Side effects of KOH treatment such as erythema, severe stinging, burning sensation, and erosion are expected to occur, considering its keratolytic effect and could leave post-inflammatory hypo- and hyperpigmentation.9,12 In this case series, all of the patients who received 20% KOH treatment suffered stinging and burning sensation for 3–5 minutes after application. In one case (Case 2), the MC lesions became redness for 4–5 days after application, while in Case 4, the erosions occurred after 20 days application.

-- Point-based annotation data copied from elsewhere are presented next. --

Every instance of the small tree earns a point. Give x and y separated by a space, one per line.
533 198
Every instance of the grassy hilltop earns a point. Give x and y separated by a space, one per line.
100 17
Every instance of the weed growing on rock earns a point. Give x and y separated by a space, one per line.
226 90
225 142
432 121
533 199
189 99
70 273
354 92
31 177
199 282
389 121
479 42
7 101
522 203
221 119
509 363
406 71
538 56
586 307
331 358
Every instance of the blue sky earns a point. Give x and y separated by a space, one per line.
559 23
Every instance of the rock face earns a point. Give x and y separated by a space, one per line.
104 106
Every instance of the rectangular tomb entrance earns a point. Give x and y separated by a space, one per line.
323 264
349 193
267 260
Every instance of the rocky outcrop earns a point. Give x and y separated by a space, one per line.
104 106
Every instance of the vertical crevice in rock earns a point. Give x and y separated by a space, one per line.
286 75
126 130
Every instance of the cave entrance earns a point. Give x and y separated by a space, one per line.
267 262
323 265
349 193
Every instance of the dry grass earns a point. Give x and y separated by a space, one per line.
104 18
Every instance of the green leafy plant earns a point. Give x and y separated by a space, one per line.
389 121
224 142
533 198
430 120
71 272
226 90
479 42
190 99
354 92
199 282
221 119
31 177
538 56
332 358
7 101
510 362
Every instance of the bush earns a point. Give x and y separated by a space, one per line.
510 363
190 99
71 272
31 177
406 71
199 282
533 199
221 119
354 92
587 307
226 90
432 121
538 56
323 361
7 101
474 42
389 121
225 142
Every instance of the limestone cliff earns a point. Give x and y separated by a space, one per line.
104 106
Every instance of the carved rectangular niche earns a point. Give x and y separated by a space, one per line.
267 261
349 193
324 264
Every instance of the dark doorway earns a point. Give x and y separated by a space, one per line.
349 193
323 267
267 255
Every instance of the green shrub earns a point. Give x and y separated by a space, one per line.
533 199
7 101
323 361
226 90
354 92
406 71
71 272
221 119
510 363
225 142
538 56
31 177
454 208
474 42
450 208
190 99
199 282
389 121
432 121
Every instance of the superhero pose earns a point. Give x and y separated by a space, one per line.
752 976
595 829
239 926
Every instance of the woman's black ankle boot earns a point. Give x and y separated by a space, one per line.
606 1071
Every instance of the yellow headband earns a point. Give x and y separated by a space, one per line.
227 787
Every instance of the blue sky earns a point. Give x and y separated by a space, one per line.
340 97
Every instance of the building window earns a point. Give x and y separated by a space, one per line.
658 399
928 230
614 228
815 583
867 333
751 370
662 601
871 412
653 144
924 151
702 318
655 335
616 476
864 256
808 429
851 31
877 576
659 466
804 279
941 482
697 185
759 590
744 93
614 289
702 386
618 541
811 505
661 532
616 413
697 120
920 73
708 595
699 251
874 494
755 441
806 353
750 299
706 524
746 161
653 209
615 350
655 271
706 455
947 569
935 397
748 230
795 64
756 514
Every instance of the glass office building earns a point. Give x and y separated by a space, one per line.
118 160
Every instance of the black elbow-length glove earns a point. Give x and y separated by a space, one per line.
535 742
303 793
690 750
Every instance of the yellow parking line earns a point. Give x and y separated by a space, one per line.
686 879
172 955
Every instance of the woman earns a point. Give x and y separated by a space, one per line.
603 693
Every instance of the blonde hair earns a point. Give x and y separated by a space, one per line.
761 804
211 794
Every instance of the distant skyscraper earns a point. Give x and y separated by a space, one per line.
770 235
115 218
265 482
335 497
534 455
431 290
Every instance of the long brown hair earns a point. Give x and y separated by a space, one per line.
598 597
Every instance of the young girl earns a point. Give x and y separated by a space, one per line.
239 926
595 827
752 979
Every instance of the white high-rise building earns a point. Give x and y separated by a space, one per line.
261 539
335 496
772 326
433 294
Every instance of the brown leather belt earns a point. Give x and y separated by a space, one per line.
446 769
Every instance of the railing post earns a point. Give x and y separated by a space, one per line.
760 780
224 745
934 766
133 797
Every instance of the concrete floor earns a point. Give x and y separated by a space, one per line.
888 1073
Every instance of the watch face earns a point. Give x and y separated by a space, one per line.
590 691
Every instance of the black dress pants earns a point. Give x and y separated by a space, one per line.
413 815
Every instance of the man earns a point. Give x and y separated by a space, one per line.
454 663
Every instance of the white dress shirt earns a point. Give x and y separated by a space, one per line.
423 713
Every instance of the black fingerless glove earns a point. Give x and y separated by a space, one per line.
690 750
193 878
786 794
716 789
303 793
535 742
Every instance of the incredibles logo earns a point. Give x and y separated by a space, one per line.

Additionally, in Case 1, 2, and 4, all the patients had post-inflammatory hypopigmentation and in Case 3, the patient had post-inflammatory hyperpigmentation. Further investigations with a large number of subjects need to be done to see the efficacy and side effects of the 20% KOH applied twice daily.
It may be concluded from this case series that 20% KOH solution applied twice daily are effective for MC treatment in adults with tolerable side effects. Furthermore, this treatment is practical because it can be applied by the patient and inexpensive.
The authors would like to thank the staff of Department of Dermatology and Venereology, Faculty of Medicine, Universitas Padjadjaran, Bandung, West Java Indonesia.
The authors report no conflicts of interest in this work.